People's Democracy

(Weekly Organ of the Communist Party of India (Marxist)


Vol. XXXV

No. 37

September 11, 2011

 

AIAWU Holds Convention of Women Agricultural Workers

 

ON August 2, the All India Agricultural Workers Union (AIAWU) organised the first of its planned conventions of women agricultural labourers at Mullapur-Dakha village in Ludhiana district of Punjab. The convention was attended by 1554 women agricultural labourers, with at least another hundred male members of AIAWU and other mass organisations from the district assisting in its holding.

 

The convention was inaugurated by Sudha Sundarraman, general secretary of the All India Democratic Women’s Association (AIDWA), who stated that rural women faced problems not only ones the women face in society at large but also those facing the poorest section of the rural society, i.e. agricultural labourers. She pointed out how gender discrimination in some states of India had gone so far as to affect the sex ratio of women to men, largely as a result of large scale abortion of female foetuses. The situation has been made all the worse by the so-called honour killings and the discriminatory practices in the distribution of food and resources within the family. Even in the fields, women were paid less than what men get for the same amount for work. The so-called lighter jobs which women were given were the work most men would find it difficult to do. Now, with neo-liberal policies and mechanisation of agriculture, works like weeding and transplantation were coming to an end and employment was becoming a serious issue. She urged them to join the workers’ organisations for their economic demands, but they must also organise themselves as women for joint property rights and against drugs and drink that are the basis of so much domestic violence in the social life of our crisis ridden villages today.

 

The AIAWU’s Punjab state secretary, Gurmesh Singh, urged for an increase in the statutory minimum wages of agricultural labour, a minimum wage of Rs 200 for the MGNREGA workers, a firm policy on social oppression, and 200 units of electricity free for each agricultural labour household.
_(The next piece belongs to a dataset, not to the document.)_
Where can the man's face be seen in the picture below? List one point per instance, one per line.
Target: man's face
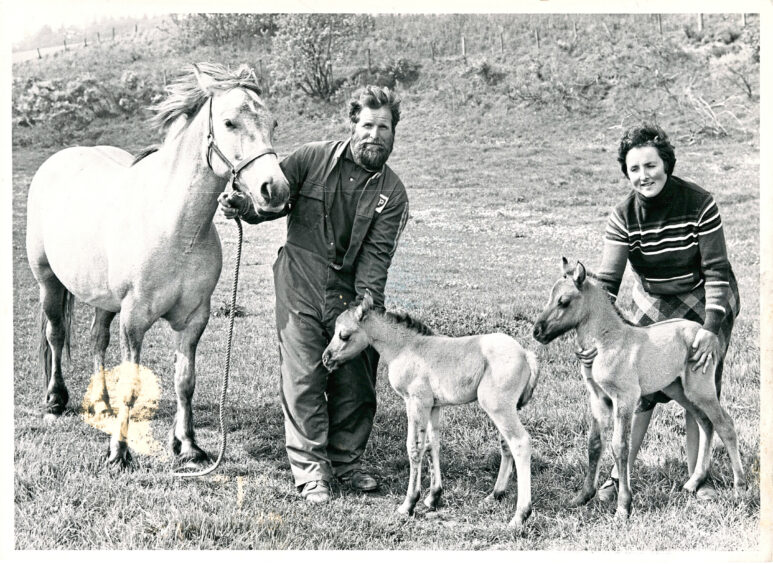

State AIAWU president Bhup Chand Channo highlighted the collapse of the rationing system and called for its revamping. He demanded that the proposed scheme of paying money to the families concerned must be abandoned as it would only increase corruption. The CPI(M)’s district secretary, Sukhvinder Singh Sekhon, highlighted the need to pass the new Land Acquisition Bill to prevent the loot of farmers’ lands and the arbitrary changes in landuse that were creating losses for farmers as never before. He demanded that women’s rights to land must be enshrined in the constitution as well. He also stressed the need to end the futures trading in food crops so as to ensure better rates for the farm produce while limiting the runaway inflation in food prices.

 

The meeting was also addressed by a number of women agricultural labourers who highlighted their day-to-day problems like non-payment of dues under the Mahatma Gandhi National Rural Employment Guarantee Act (MGNREGA), non-payment of pensions, refusal to give BPL cards, and lack of homes to live in. The meeting was also addressed by AIAWU district secretary Dr Prakash Singh Barmi, All India Kisan Sabha’s district secretary Baldev Singh Ladala, and Amarjeet Singh Mattu, district organiser of the convention.

 

In his concluding address, AIAWU joint secretary Suneet Chopra congratulated the organisers for the excellent turnout and participation. He pointed out that most demands were individual but could not be resolved without collective efforts and organisation, as the government had passed many useful laws like MGNREGA, RTI, women’s reservations in local elections, equal wages for men and women etc but the state and central governments were refusing to implement them. Even now, while the statutory minimum wage in Punjab was Rs 153, MGNREGA workers were getting much less. While the Punjab government had a stock of 200 lakh tonnes of grain this year, its storage capacity was only of 94 lakh tonnes, which was scandalous, as much of the foodgrains are rotting under the open sky. Though the Supreme Court had directed the government to distribute grain free to the poor rather than let it rot, the government had refused to do so. Worse, it was taking away food security, seed development and safety measures out of the hands of the farmers, and putting everything including their lives and livelihood in the hands of corporates instead. The corporatisation of agriculture was against the interest of the rural community life and of the local government institutions which it would destroy. This would not be tolerated as it affected our lives adversely, he warned.

 

Chopra explained how the AIAWU had made its contribution to the battle against corruption going on in the country, to ensure job cards, work, timely wages and proper social audits at the village level under the MGNREGA. This battle could be fought out properly only by developing village level organisations and giving them state and all-India level support to ensure victory in their struggles. He pointed out that urgent individual problems constantly cropped up and needed immediate resolution. He appealed to the audience to remember an old teaching of Punjab, “Work hard and consume collectively.” Without building up on this enormous advantage of cooperation that was there in all rural cultures, success would not be easy. He appealed to them to rely on the lessons of the peasant movements of Punjab enshrined in the teachings of the Gurus, add their own lessons to these and march on to victory in the face of neo-liberalism, hunger, unemployment and marginalisation. It was a life or death struggle, he said, adding that it had to be won.